InstructIE: A Bilingual Instruction-based Information Extraction Dataset
The paper introduces InstructIE, a bilingual information extraction (IE) dataset designed under an instruction-based paradigm to address the rigidity and redundancy present in traditional IE methodologies. This dataset represents a significant step forward in enhancing the adaptability of IE systems by allowing flexibility in label structure and promoting a more dynamic interaction model driven by LLMs.
Key Contributions
- Introduction of InstructIE Dataset: The authors present InstructIE, a novel dataset comprising 371,700 instances across Chinese and English, organized around 12 thematic categories. This dataset remedies the issue of redundant labels found in existing IE datasets by aligning with theme-specific schemas, which simplifies the label space and focuses on relevant extraction tasks only.
- KG2Instruction Framework: Alongside the dataset, the research introduces the KG2Instruction framework. This innovative tool is designed for the automated construction of theme-centric IE instruction datasets. It leverages existing knowledge graphs and corpora to generate instruction datasets while providing the flexibility to adjust label granularity, thus overcoming the limitations of static label sets.
- Experimental Evaluation: The paper explores the performance of various LLMs, including open-source models like Baichuan2, LLaMA, and mT5, as well as proprietary models like ChatGPT, on the InstructIE dataset. These evaluations occur under different learning paradigms, including zero-shot, in-context learning, and fine-tuning. The results demonstrate that fine-tuning LLMs on the InstructIE dataset enhances performance in instruction-based IE tasks, though challenges remain in achieving precise entity boundary identification and avoiding the generation of spurious relations.

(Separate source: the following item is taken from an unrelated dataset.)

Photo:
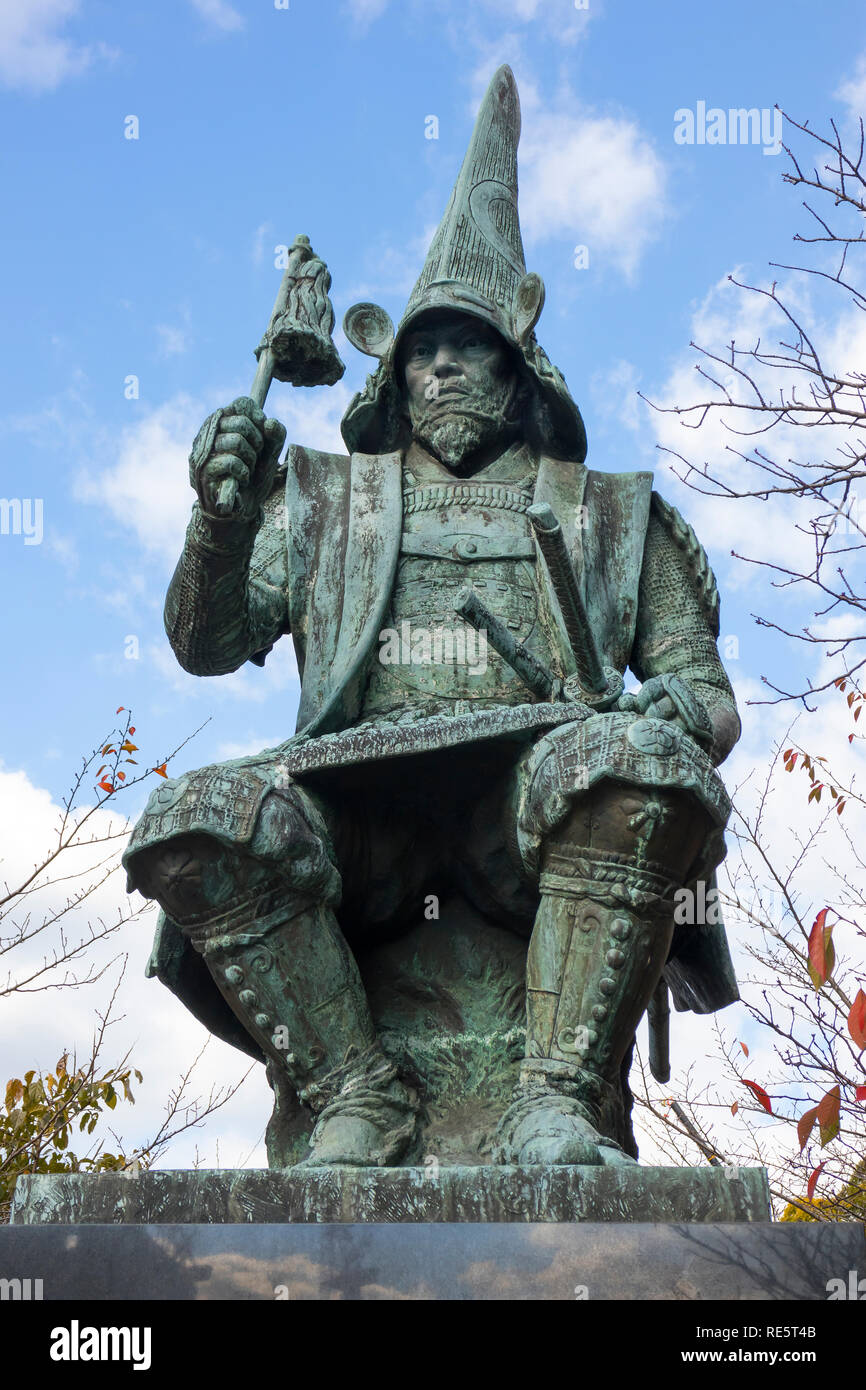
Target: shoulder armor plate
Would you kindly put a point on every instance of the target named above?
(694, 558)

Numerical Results and Model Performance
The analysis shows a substantial improvement when LLMs are fine-tuned on the InstructIE dataset compared to zero-shot and few-shot learning settings. For instance, fine-tuned Baichuan2-13B-Base attained an F1 score of 50.08% on the Chinese dataset, outperforming other models and methods. However, while these results affirm the potential of instruction-based IE, they also highlight the areas where further optimization is needed, such as managing entity misalignment and reducing erroneous relation predictions.
Implications and Future Directions
The implications of the InstructIE dataset and the KG2Instruction framework span both practical and theoretical aspects of IE. Practically, they enable the development of more adaptable and scalable IE systems that can swiftly align with evolving user requirements. Theoretically, the framework challenges the static conception of label sets, paving the way for a more fluid understanding of IE tasks where LLMs are guided by dynamically structured instructions.
The paper highlights the potential for continued development in this domain. Future research could focus on refining models' capability to delineate entity boundaries and improve relation extraction accuracy. Additionally, the exploration of broader thematic coverage and the cross-linguistic capabilities of instruction-based IE systems could further validate and extend the framework proposed in this paper.
In conclusion, the paper makes a significant contribution to the field of information extraction by offering a robust bilingual dataset and an innovative framework that addresses some of the persisting limitations of traditional IE systems. The advancements presented in this work provide a strong foundation for further exploration and innovation in dynamically responsive, instruction-driven information extraction.